2. Focus on Baking by Ratios
The true science in baking is actually about ratios.
If you're used to baking by volume and cup measurements then you actually are gaining a skill that can see you make cake with a literal cup. I've made pound cake with a mug in a pinch.
By thinking about baking in terms of ratios, you start to understand the amounts needed and the relationship of the ingredients to each other. For example, using pound cake as an example, I know that I need 3:2:1 - 3 cups flour, 2 cups sugar, 1 cup butter. Another 1 cup of buttermilk and about 1 cup of eggs. It doesn't really matter what size the actual cups are, so long as the ratios stay the same.

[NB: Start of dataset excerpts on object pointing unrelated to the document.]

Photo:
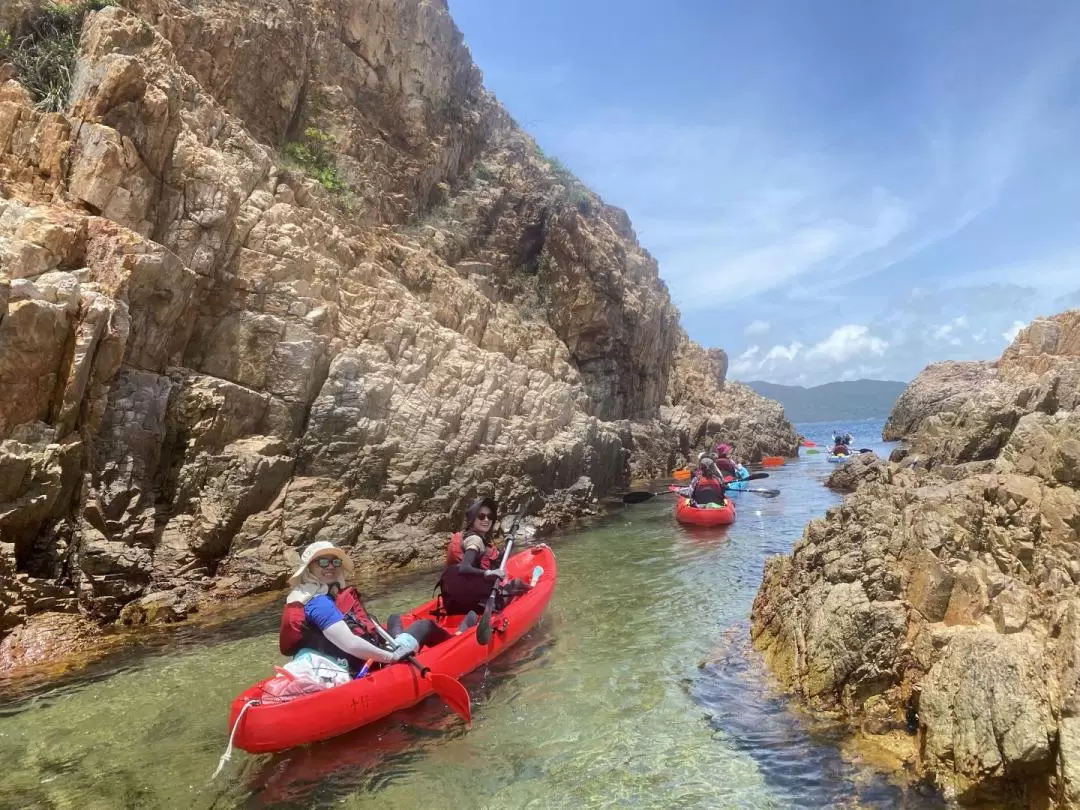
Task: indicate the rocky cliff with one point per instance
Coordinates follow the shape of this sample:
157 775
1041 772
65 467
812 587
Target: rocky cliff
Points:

With an eye to the volume you can then adjust the leavening agents. If you're using conventional cups for the 3:2:1 ratio, it's ½ teaspoon of each baking powder and baking soda with a bit more salt. If you're using a smaller cup or a larger cup, eye it up and add a bit more of each just knowing that you use equal parts of baking powder, baking soda and a bit extra salt.
Vanilla or other extracts to flavour and bake until a toothpick tells me it's done.

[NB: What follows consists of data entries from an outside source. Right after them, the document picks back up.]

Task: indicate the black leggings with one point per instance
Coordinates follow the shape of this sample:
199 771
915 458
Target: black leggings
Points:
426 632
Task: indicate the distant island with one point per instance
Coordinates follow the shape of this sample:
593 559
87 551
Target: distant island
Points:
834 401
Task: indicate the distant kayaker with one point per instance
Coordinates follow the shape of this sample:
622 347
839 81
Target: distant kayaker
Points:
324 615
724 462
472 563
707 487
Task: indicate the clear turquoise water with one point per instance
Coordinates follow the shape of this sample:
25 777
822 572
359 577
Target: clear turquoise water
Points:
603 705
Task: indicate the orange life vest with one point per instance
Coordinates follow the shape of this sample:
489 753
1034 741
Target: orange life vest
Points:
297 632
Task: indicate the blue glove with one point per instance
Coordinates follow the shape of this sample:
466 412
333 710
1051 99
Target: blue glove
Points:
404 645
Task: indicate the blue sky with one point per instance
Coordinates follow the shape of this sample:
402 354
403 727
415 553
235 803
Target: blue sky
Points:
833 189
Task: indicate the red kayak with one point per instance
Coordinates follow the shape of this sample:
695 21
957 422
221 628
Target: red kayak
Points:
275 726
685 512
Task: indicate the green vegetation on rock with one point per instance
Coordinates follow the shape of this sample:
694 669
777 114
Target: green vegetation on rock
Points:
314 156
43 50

3. Making your Family Recipes
Now, maybe this is just me, but one of my favourite parts of baking is making family recipes.
Cup measurements came into use in the US in the 19th century. All of my grandmothers' recipes are in cups. Yes, if I really wanted to, I could go through each of these and translate them into weights. But, why convert recipes that already work?
I'm perhaps a little too much of a stickler for tradition, but I like using the recipe as it was actually passed down. It reminds me how I started baking and gives a better sense of continuity with my family than superficially converting them to weights just to keep up with a trend.
Conclusions on Weights versus Cups
Honestly, I'm all for using whatever you're most comfortable with in terms of your baking! If you're a lover of weights or a firm supporter of being as precise as possible, then stick with it and embrace the scales. But, if you're like me and still have a soft spot for cups, know that you're not alone!
With few exceptions, all of my recipes are in cup measurements - this is what I grew up with and what I credit with giving me confidence to experiment with baking. Cups provided an avenue for me to learn how baking worked and to understand ratios, whereas I found weights restrictive and with an air of exclusivity.
As an aside, I should also note that my reluctance to endorse scales may also stem from the fact that they aren't always precision guaranteed. Mine aren't very good or accurate - sometimes throwing up all sorts of odd readings! So there is that too - take it for what it's worth. And make your own decisions on how you prefer to bake!